REPUBLIKA.CO.ID, MEDAN -- Proses demokrasi di Indonesia dinilai terlalu mahal. Sehingga dianggap memiliki benang merah dengan praktik dugaan korupsi yang merugikan keuangan negara.
Wakil ketua DPR Pramono Anung mengatakan, mahalnya demokrasi di Indonesia dapat dilihat dari besarnya biaya yang dikeluarkan setiap kelompok.
Kondisi itu jauh berbeda dengan proses demokrasi yang dijalankan di negara lain yang menerapkan politik biaya murah dan mengutamakan transparansi dalam penggunaan dana.
Perbandingan tentang mahalnya biaya demokrasi di Tanah Air tersebut dapat dilihat dari jumlah dana sumbangan dari pihak ketiga sebagaimana dilakukan di Australia.
Di negara itu, peserta sebuah proses demokrasi yang sedang berlangsung harus mengumumkan secara terbuka dana sumbangan yang masuk jika mencapai 10 ribu dolar AS.
Sedangkan di Indonesia, keharusan untuk mengumumkan secara terbuka itu jika telah mencapai minimal 100 ribu dolar AS untuk perseorangan dan 750 ribu dolar AS untuk perusahaan.
"Itu membuktikan bahwa biaya politik di Indonesia sangat mahal," katanya, Kamis (24/10).
Kondisi itu menjadi semakin mahal karena proses demokrasi yang akan dilalui setiap orang mencapai delapan jenis. "Dalam lima tahun bisa delapan kali. Mulai dari presiden hingga kepala desa," kata politisi PDI Perjuangan itu.

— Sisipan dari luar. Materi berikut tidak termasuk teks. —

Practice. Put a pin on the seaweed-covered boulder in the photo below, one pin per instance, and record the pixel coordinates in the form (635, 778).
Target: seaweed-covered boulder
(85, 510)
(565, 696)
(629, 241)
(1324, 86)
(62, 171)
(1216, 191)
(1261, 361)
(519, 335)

Menurut Pramono, fenomena mahalnya proses demokrasi di Indonesia tersebut cukup mengkhawatirkan. Karena dapat berdampak langsung pada perilaku korupsi.

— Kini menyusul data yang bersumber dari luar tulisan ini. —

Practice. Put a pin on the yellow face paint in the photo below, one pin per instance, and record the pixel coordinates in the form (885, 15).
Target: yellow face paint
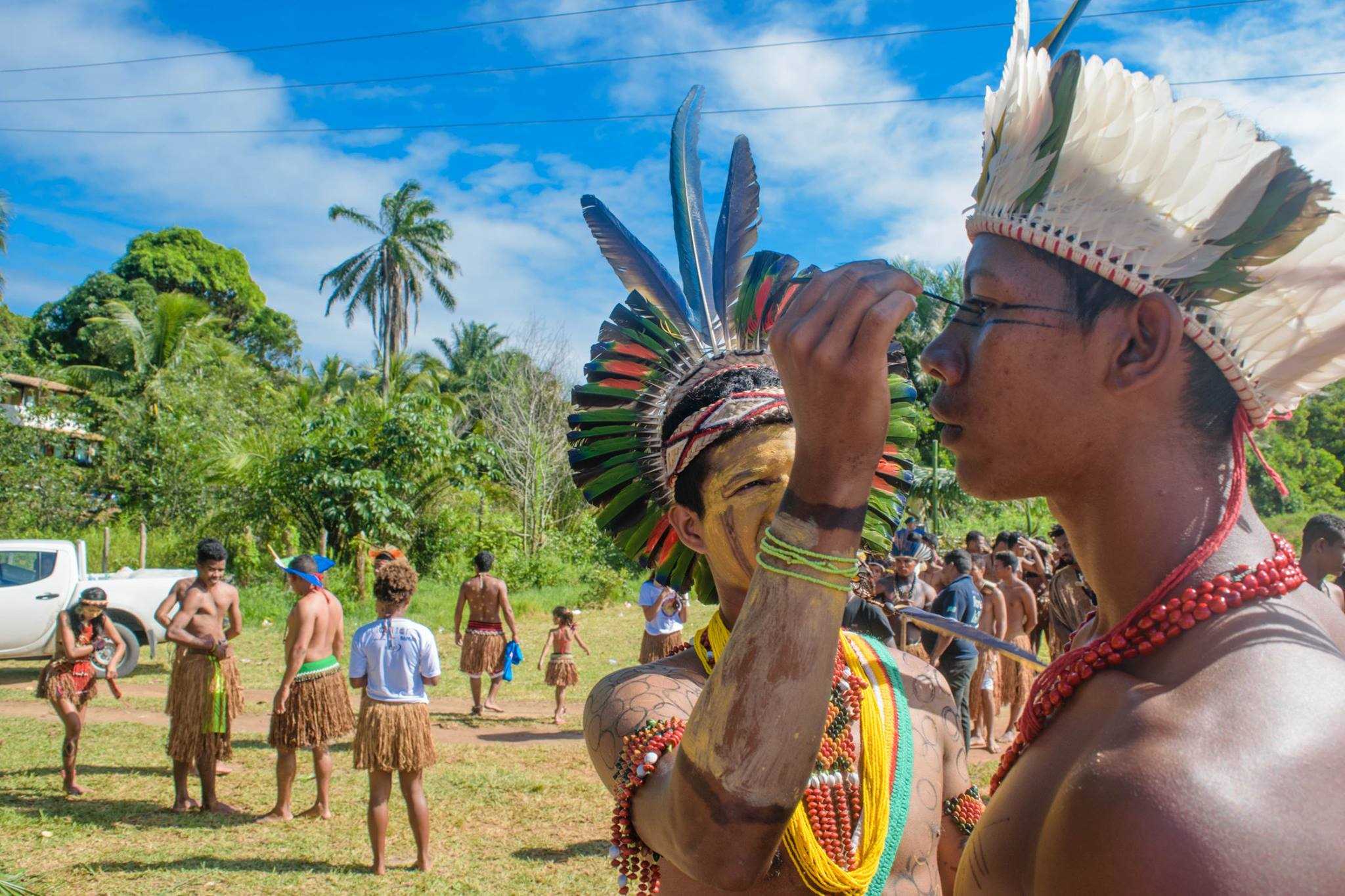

Kondisi itu menjadi tanggung jawab bersama agar proses demokrasi di Indonesia tidak perlu mengeluarkan biaya mahal dan kembali ke jalur yang benar.
Tanpa harus menghabiskan biaya yang besar, seluruh elemen bangsa harus dapat memanfaatkan proses demokrasi untuk memberikan kesejahteraan bagi rakyat.
"Kesejahteraan itu esensi dari demokrasi. Biaya mahal itu salah satu penyebab perilaku korupsi, walau penyebab utamanya adalah faktor keserakahan," katanya.